イエス様は私たちの弱さや罪を背負って、十字架で死んで下さいました。

復活のイエスは、私たちの過去の罪、現在の罪、将来の罪全てを赦して下さいます。

ですから、新しい人間として、神の子として生きて行けるのです。

私たちは、その喜びを語り合いましょう。 

 

《それでは祈ります。まず心の内の思いを祈り、それからご一緒に祈りましょう。》

私たちの神様、今日も礼拝を守れました事を感謝します。

どうか私たちの罪や過ちを赦して下さい。

身も心も綺麗になって、あなたに使える事が出来ますように。

 

また私たちの願い求めを聞いて下さい。そして歩むべき道を示して下さい。

私たちは、生活上の色々な問題を抱えております。

でも今も生けるイエス様が、共にいて下さり、見守って下さるので感謝します。

どうか病気や怪我を抱えて、苦しんでいる友を支え、守って下さい。

 

私たちの愛する家族を守って下さい。
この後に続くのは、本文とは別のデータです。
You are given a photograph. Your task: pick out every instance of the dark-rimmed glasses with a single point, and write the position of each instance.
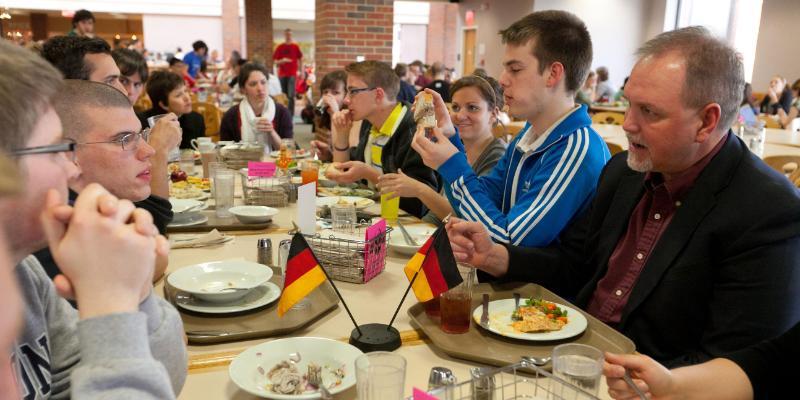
(128, 140)
(67, 147)
(354, 91)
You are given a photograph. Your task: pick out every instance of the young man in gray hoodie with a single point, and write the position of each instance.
(124, 343)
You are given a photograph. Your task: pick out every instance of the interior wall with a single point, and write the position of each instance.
(775, 53)
(164, 33)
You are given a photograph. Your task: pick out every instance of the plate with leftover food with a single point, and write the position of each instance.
(534, 320)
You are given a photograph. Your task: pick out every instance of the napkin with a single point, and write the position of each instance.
(208, 239)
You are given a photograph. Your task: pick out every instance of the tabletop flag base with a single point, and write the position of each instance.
(375, 337)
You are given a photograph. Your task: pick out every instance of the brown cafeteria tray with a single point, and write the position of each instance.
(489, 348)
(258, 323)
(220, 224)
幼子やその家族を守って下さい。 

一人で生活しておられる方、高齢の方を守って下さい。

付属の幼稚園の子どもや職員を守って下さい。

礼拝後に予定されている教会総会を導き、守って下さい

 

今日、礼拝に出席出来ない友を守って下さい。

時を同じくして礼拝を捧げている全世界の教会に神様の祝福がありますように。